On Jul 8, 2:55 pm, "Edward K. Ream" <[EMAIL PROTECTED]> wrote:
> The trunk now contains the first incarnation of leoShadow.py. This
> contains revised/refactored code from the mod_shadow plugin.
The shadow branch contains the latest work.
Last night I spent about four hours studying the heart of the shadow
code, the method called propagate_changed_lines. I believe I now
understand this code in considerable detail, something that has
*never* been true for me in the past.
I plan to greatly improve the unit testing today, and it is my
intention that the results will provide detailed examples of all the
essential features of the code. That is, I soon hope to be able to
demonstrate visually exactly how and why the code works.
But I'm not there yet, so In this post I'll report that Aha's that
made the code comprehensible. These notes are mostly notes to
myself. Feel free to ignore them :-)
propagate_changed_lines computes new_private_lines (the changed lines
*with* sentinels) given two arguments:
- old_private_lines (containing sentinels) and
- new_public_lines (the changed lines without sentinels)

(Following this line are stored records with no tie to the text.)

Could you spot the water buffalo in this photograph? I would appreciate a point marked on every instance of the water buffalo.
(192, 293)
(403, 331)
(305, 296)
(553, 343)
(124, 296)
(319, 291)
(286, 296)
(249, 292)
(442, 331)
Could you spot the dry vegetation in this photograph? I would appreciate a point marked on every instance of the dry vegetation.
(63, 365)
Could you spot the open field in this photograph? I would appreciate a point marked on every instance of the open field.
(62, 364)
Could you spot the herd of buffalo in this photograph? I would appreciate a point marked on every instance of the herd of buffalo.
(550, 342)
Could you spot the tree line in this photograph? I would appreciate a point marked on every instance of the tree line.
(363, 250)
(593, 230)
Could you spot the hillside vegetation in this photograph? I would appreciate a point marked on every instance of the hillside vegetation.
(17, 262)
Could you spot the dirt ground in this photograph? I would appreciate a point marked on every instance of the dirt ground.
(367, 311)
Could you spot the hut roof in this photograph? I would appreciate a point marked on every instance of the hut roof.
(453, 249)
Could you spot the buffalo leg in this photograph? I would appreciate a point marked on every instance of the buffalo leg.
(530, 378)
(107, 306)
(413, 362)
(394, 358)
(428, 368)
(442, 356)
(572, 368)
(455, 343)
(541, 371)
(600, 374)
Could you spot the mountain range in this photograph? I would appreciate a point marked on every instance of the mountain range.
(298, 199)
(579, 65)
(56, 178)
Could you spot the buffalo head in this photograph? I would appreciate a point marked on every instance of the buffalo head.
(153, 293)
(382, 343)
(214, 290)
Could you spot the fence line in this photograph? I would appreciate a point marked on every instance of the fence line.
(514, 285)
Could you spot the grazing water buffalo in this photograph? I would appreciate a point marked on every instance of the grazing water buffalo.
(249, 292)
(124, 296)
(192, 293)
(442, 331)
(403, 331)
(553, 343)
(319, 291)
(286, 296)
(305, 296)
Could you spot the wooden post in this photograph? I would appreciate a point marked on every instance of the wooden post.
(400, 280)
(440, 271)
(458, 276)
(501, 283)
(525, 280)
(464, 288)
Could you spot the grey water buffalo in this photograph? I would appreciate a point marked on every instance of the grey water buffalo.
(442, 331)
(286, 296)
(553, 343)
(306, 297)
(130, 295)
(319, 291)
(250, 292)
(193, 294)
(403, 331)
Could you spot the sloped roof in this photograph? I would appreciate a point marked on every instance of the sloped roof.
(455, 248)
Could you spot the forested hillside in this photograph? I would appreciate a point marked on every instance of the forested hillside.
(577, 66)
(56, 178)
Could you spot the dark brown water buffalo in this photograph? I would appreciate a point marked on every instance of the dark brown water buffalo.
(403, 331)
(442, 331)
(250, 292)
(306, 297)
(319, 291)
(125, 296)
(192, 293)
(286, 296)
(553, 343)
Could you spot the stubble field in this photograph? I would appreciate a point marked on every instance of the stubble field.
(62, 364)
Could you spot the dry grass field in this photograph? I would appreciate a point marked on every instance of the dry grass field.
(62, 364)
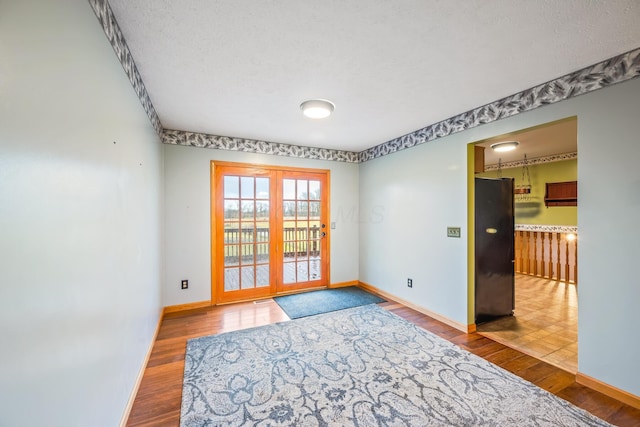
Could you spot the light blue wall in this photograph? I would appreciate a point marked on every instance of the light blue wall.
(80, 220)
(188, 220)
(423, 190)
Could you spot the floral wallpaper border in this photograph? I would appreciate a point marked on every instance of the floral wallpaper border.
(194, 139)
(536, 161)
(112, 30)
(547, 228)
(606, 73)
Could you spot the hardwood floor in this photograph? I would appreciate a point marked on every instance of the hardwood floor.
(159, 396)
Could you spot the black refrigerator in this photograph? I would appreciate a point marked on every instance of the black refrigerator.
(494, 249)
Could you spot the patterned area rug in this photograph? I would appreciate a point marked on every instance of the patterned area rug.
(362, 366)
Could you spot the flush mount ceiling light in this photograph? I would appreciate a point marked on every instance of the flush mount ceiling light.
(505, 146)
(317, 108)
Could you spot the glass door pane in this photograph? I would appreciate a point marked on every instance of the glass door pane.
(246, 232)
(302, 232)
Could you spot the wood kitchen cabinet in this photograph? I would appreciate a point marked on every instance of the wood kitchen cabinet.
(561, 194)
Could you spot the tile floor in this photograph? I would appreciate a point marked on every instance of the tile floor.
(545, 323)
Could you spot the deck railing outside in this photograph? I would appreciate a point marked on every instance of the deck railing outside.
(551, 254)
(300, 241)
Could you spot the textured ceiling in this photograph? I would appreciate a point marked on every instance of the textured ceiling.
(241, 67)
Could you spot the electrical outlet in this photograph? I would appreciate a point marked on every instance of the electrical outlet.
(453, 232)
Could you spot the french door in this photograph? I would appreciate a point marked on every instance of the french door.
(269, 230)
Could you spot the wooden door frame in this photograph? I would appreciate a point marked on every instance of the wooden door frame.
(213, 217)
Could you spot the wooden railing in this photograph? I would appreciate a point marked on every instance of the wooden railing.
(302, 241)
(548, 254)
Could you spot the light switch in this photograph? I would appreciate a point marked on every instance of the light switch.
(453, 232)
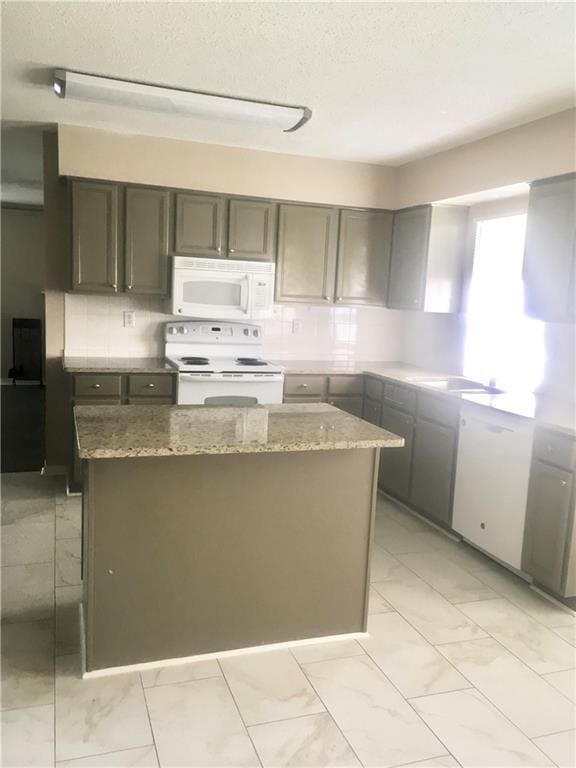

As an overview, propagate_changed_lines works as follows:
1. It reconstitutes old_public_lines (the original lines without
sentinels) by removing sentinels from old_private_lines.
2. It calls
difflib.SequenceMatcher(None,old_public_lines,new_public_lines) to
create a list of diffs of the old and new versions of the lines
**without** sentinels.
3. It (very cleverly) uses the list of diffs to drive what is, in
effect, a two-way merge of old_private_lines (with sentinels) and
new_public_lines (without sentinels). All sentinels and unchanged
regular lines come from old_private_lines. All inserted or replacement
lines come from new_public_lines.
There are a *lot* of details in the algorithm. Probably the turning
point, the point at which I truly started to understand the algorithm,
was the realization that the main loop involves only input from
old_private_lines and new_public_lines. Once I saw that, I could
begin to the following:
Most of the indices returned by SequenceMatcher.get_opcodes are *not*
used in the main loop. In the present code, these indices are called
old_i, old_j, new_i and new_j.
Indeed, the main loop mostly ignores these indices (I'm exaggerating a
bit) and instead mostly relies on implied pointers into the
old_private_lines and new_public_lines arrays. These "implied
pointers" are the position of the corresponding reader classes used to
access old_private_lines and new_public_lines.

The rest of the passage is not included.